In the present study no significant group differences were observed in baseline and stressor-induced NK-cell function. NA is known to regulate NK-cell function. Studies in healthy subjects have shown high correlations between NK-cell function and NA responses to stress. Indeed, in our control group the NA response to the stressor correlated significantly with NK-cell response, suggesting that trauma exposure per se had not altered the relationship between catecholamine and NK-cell activity. In patients, however, this relationship was no longer present suggesting an altered regulation of NK-cell activity by catecholamines in PTSD.

This study has some limiting factors. First of all, interpretation of peripheral ACTH and NA concentrations and dynamics should be cautious, as peripheral levels may not well reflect those in CNS. Second, the number of included subjects is low. The inclusion was limited by stressfulness of the procedure. Third, smoking habits, which may affect cortisol levels (Olff et al., 2006), were not taken into account. A limitation of the challenge design is that the amount of social support could be influenced by the reaction of the participant.

In conclusion, we found higher ACTH levels in the anticipation phase and an exaggerated ACTH response to a cognitive challenge in PTSD patients compared to trauma controls. No differences in reactivity to psychological stress were observed in NA response and NK-cell reactivity. No relationship was found between the neuroendocrine responses and amount of distress experienced by the subjects. To evaluate the role of trauma exposure, future studies should include a non-traumatized control group. In addition it would be of interest to assess NA, cortisol and ACTH levels in cerebrospinal fluid in response to a cognitive stressor.

Acknowledgements

This work was financially supported by the Dutch Ministry of Defence.

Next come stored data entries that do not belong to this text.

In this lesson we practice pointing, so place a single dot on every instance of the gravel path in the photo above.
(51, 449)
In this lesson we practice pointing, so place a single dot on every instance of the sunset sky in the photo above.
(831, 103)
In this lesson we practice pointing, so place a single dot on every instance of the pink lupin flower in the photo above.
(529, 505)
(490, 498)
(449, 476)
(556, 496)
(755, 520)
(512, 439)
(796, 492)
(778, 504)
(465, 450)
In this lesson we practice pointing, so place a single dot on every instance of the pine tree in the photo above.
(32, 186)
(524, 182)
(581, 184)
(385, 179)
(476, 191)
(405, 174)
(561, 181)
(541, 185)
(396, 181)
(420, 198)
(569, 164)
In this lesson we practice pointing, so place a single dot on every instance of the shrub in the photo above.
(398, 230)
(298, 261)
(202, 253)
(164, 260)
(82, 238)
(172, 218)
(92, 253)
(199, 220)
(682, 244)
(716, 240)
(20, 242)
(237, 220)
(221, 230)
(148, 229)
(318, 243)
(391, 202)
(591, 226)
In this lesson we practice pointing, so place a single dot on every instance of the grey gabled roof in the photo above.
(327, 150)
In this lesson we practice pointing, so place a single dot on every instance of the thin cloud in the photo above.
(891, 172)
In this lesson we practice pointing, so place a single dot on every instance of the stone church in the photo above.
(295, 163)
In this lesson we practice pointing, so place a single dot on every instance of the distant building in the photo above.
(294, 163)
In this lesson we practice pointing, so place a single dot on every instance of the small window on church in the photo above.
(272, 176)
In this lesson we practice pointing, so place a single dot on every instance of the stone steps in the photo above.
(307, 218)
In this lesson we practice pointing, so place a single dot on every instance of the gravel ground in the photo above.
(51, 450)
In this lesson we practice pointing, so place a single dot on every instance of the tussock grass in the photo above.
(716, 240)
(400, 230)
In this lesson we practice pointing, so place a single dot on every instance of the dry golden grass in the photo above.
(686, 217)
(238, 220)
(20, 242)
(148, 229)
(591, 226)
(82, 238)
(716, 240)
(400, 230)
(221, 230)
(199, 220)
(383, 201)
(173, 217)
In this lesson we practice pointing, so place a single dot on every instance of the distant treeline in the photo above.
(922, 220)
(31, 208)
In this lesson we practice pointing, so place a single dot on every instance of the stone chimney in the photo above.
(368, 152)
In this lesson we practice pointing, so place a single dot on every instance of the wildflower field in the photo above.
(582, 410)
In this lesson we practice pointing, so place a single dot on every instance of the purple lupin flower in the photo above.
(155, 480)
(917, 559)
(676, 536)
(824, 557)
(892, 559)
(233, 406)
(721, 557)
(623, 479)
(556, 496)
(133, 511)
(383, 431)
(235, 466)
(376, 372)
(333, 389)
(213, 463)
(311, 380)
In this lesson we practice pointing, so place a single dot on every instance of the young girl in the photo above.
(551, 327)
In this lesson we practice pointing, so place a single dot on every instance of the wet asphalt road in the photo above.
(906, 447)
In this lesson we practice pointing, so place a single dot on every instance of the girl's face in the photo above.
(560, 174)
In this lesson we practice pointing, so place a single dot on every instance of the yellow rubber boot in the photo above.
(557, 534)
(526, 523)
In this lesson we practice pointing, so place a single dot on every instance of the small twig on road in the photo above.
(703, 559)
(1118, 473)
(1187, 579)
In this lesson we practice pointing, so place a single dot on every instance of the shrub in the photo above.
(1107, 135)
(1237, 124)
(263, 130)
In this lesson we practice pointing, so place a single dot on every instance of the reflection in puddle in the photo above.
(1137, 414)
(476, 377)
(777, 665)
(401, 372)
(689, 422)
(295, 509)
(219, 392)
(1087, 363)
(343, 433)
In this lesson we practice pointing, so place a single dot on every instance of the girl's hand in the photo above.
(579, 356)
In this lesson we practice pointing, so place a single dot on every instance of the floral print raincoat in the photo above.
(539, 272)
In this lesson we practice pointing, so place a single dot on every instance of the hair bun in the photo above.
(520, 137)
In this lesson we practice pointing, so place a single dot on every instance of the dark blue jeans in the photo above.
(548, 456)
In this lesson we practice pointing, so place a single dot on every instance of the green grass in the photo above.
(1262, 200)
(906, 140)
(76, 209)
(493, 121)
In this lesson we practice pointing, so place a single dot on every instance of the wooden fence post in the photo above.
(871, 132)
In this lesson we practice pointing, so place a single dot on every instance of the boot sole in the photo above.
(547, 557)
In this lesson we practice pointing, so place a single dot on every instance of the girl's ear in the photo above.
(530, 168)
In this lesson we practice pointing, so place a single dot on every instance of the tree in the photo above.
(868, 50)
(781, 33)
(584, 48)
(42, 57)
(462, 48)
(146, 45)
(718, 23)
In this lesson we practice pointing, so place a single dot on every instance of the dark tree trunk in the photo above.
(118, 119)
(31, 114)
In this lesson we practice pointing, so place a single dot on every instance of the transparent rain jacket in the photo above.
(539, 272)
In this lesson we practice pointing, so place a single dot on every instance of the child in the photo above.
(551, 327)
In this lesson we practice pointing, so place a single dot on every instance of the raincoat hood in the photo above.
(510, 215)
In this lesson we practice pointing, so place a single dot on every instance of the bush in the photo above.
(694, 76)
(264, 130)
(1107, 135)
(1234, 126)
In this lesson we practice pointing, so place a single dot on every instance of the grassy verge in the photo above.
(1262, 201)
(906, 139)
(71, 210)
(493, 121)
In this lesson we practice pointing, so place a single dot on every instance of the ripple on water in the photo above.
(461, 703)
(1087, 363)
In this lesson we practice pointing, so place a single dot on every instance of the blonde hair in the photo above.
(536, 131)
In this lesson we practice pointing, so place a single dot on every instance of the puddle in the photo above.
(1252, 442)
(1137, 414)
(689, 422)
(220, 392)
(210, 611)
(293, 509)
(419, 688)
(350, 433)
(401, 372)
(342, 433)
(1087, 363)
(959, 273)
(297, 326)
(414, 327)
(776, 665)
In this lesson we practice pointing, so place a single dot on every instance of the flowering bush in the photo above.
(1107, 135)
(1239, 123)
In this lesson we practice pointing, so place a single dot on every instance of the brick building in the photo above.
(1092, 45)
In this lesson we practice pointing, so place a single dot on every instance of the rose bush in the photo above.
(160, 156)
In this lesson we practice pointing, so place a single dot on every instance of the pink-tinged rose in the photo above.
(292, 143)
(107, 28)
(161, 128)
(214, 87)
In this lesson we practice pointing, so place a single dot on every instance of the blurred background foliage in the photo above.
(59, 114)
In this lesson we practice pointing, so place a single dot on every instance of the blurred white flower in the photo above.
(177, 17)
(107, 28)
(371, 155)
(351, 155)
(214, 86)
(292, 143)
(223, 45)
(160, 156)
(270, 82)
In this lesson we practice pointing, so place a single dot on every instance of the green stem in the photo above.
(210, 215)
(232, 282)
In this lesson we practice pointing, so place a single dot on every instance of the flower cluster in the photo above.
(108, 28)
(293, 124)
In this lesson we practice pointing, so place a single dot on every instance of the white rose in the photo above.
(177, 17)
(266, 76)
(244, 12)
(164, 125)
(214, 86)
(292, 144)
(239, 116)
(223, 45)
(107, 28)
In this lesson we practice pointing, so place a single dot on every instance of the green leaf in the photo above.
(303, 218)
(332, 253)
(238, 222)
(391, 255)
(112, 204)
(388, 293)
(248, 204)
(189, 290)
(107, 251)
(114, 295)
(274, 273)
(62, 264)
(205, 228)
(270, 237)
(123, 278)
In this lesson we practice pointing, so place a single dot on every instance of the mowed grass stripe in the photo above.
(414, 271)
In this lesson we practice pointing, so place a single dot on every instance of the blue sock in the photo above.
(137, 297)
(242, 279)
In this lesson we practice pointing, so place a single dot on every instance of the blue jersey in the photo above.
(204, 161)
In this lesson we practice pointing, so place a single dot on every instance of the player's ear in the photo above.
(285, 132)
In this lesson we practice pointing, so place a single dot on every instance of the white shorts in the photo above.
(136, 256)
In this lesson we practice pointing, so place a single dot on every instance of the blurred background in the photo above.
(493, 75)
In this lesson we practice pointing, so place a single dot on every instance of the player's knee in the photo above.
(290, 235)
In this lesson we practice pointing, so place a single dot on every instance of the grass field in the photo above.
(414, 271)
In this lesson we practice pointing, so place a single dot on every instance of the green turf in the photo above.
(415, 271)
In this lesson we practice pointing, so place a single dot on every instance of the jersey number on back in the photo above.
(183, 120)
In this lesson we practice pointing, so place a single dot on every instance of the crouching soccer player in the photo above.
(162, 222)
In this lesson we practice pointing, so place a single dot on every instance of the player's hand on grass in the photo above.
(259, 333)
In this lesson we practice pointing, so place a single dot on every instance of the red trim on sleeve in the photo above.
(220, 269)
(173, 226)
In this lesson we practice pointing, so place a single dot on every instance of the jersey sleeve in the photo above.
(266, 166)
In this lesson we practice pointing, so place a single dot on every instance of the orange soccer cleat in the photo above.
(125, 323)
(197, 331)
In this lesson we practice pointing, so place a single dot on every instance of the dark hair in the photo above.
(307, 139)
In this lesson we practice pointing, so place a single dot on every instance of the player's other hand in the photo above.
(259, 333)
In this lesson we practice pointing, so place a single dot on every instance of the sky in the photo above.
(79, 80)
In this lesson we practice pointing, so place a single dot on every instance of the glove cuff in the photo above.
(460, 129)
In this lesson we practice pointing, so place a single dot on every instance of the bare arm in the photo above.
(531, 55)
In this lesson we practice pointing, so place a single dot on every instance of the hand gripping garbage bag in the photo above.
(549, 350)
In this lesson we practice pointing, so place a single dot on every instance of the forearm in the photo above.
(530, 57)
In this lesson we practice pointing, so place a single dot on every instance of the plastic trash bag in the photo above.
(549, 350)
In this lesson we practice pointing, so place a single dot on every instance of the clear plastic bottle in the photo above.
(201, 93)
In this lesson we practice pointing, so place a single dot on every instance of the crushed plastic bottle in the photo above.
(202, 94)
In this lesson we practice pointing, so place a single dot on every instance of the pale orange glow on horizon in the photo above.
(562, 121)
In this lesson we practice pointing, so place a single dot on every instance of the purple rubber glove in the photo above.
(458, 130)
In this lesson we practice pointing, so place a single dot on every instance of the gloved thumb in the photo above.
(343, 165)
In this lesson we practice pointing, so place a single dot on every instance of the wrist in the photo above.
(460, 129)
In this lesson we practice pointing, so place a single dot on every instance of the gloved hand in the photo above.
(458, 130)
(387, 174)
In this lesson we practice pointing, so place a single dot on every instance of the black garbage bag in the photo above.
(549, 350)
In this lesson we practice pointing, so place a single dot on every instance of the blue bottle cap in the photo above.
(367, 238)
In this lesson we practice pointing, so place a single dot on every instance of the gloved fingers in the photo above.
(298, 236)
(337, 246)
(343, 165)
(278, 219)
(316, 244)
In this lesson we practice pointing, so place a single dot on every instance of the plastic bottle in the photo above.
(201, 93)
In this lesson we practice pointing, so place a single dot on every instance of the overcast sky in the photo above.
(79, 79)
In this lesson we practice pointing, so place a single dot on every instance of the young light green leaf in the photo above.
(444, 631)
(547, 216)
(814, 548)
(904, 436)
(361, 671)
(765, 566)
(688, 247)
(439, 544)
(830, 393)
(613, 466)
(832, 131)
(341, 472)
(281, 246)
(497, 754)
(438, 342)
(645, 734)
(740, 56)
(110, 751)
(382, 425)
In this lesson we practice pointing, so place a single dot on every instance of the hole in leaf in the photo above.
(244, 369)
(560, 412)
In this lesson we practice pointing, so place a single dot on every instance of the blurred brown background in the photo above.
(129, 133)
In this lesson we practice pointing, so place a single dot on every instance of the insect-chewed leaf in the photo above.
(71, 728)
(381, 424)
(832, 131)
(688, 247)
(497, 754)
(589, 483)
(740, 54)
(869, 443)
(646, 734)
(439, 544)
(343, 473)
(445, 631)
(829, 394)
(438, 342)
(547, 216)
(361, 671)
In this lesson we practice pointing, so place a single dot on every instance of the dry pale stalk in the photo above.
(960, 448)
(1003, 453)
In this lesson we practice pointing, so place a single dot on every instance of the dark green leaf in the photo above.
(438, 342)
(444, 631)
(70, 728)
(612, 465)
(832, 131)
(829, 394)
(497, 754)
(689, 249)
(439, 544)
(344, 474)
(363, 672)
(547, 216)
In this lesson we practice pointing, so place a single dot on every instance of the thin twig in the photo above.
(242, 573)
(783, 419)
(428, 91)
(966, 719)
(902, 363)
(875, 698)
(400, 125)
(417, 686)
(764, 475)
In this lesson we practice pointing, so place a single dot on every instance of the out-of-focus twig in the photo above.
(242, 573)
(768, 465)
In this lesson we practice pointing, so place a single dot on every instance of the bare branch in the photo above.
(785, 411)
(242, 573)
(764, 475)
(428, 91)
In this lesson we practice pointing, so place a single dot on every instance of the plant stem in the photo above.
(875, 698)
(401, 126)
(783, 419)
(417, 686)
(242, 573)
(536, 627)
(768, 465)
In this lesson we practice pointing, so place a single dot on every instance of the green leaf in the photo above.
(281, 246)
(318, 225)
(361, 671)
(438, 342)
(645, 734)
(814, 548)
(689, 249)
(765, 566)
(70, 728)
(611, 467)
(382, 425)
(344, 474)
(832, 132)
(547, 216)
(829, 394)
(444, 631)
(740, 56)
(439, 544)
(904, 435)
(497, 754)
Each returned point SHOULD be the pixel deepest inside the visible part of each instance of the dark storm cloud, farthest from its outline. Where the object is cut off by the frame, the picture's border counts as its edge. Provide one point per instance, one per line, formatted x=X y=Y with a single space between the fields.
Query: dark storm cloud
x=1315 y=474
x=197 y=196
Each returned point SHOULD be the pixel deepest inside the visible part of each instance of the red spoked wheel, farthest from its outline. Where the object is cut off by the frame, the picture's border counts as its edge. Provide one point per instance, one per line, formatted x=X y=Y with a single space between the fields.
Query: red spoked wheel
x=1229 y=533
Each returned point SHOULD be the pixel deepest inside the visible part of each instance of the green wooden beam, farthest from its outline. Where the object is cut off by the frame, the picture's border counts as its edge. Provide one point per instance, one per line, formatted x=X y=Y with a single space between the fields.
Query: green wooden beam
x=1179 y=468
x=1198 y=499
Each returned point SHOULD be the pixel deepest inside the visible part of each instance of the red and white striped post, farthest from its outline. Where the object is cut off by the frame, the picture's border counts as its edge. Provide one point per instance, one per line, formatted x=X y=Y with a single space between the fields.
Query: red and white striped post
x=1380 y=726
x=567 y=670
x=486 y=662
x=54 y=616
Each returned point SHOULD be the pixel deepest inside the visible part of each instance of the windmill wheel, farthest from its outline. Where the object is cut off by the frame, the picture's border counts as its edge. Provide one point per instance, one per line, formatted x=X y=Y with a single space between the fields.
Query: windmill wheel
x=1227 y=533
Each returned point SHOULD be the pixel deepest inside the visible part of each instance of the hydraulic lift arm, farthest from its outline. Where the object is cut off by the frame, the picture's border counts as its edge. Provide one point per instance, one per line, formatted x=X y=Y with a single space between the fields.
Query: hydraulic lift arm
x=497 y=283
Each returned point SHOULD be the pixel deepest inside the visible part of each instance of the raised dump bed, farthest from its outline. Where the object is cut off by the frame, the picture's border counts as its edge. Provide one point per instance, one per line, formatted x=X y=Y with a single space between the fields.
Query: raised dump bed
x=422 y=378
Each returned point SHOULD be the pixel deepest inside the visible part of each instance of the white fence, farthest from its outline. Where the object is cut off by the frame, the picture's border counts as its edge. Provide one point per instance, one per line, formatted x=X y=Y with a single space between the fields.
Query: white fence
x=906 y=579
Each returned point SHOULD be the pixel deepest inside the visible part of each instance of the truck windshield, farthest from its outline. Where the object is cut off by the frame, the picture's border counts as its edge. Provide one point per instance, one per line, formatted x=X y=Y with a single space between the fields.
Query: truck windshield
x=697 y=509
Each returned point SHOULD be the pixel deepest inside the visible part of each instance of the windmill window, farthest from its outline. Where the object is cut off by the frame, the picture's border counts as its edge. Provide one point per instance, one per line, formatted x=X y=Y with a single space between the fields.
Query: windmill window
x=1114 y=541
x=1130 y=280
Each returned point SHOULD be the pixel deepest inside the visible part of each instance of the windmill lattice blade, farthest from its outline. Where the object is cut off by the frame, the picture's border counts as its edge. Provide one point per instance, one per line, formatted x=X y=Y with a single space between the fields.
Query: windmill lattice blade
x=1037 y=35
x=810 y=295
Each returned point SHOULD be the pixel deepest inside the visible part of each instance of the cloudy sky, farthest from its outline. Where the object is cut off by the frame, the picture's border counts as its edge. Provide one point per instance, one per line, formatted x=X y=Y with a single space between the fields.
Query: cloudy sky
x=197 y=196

The authors would also like to thank Jos Weerts for his help in selecting trauma controls, Andre Klompmakers and Miriam Maes for excellent technical assistance.

For the abstract or full text in other languages, please see Supplementary files under Reading Tools online

Conflict of interest and funding

There is no conflict of interest in the present study for any of the authors.